Gilyard describes “The Promise of Language” as a classic coming-of-age story of his life as a young writer in New York City. Released early in the year, it starts with his childhood years in Harlem, where he attended a segregated school, and Corona, Queens, where he played in the backyard of jazz icon Louis Armstrong, and continues up to his graduate school years at Columbia University.

“What I was trying to do was indicate my career path and the life of the mind,” he said. “A colleague once asked me when I was ready to launch — that’s what I was thinking of when I wrote it. The pre-launch was the ups and downs of youth, and the promise was the dedicated study of language and literacy and being involved in the life of books and the life of the mind.”

Gilyard’s love of language was evident as early as elementary school, as evidenced by unearthed school records that note his love of “poetry and current events.” He absorbed the rhythm of Black America's vernacular and music, and observed that his mother was a “language chameleon” who didn’t sound like someone who had grown up in Georgia.
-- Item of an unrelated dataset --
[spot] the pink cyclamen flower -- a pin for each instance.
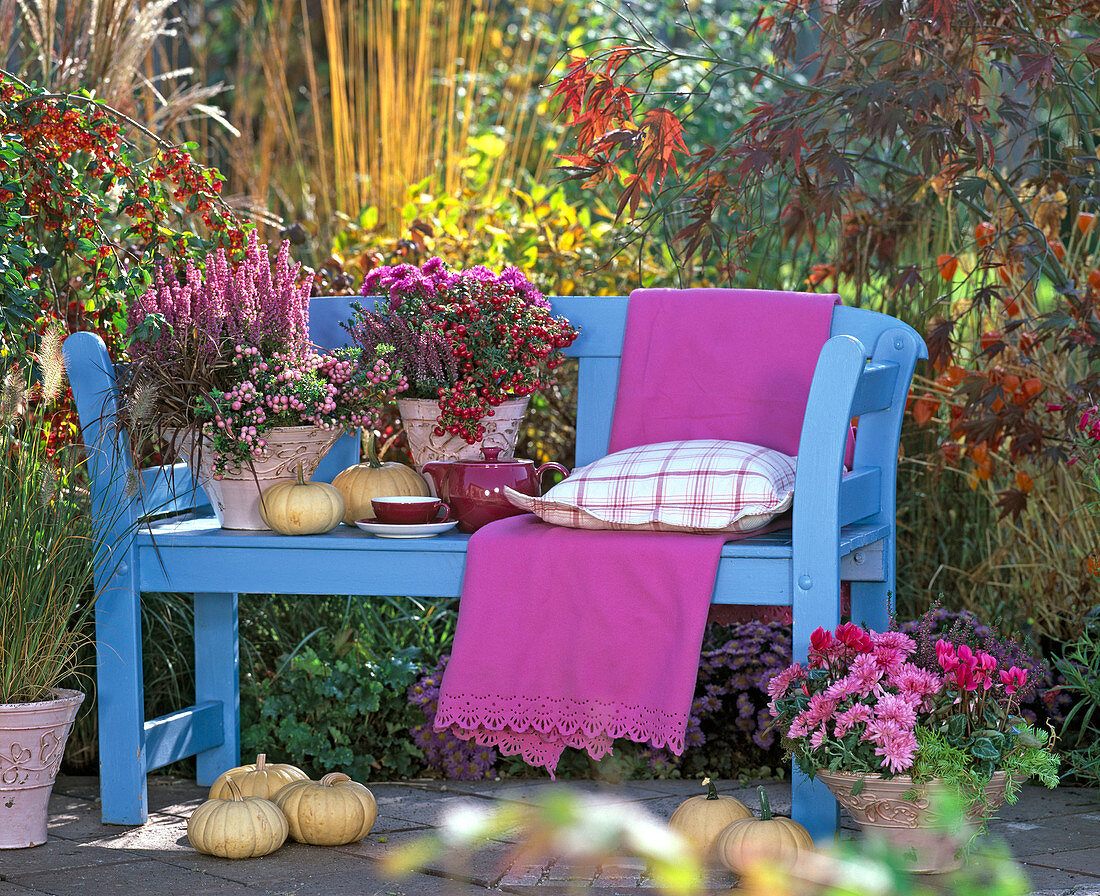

The book also charts how Gilyard’s social conscience was framed by the turbulence of the Cold War and the Civil Rights, Black Power and Black Arts movements, and reflects on mentors and influences like Ed Bullins, Sonia Sanchez and the late Nobel Prize winner Toni Morrison, who sent Gilyard his first rejection letter.

“Memory is a tricky thing and not always reliable,” Gilyard said. “But I do think there’s value in memoir, because what you do remember stands as important and significant. It has value as a historical record. I enjoyed writing it.”

Gilyard’s passion for activism can be found in “For Gaza’s Children,” a collection of essays and poems devoted to the ongoing conflict in Gaza. The diverse list of contributors includes Pulitzer Prize-winning novelist Alice Walker.

“We wanted to really focus on the plight of children,” said Gilyard, who co-edited the book with Marc Lamont Hill and Haki R. Madhubuti. “Anybody should be sympathetic to the plight of children, no matter what their views are.”  

Meanwhile, Gilyard continues his commitment to poetry with “On Location.” Each poem in the collection is dedicated to a specific place Gilyard visited that made a significant impression on him, be it Dimitriou's Jazz Alley in Seattle or a quiet cemetery in Virginia.

“I’m just an observer on location, taking notes on life,” he said. “I don’t really sit down specifically to write a poem. Something will bug me in my head, then I’ll jot it down and eventually get to it later. The ideas just come. I was a poet before anything else. To me, though, no matter what it is I’m doing, it’s all creativity.”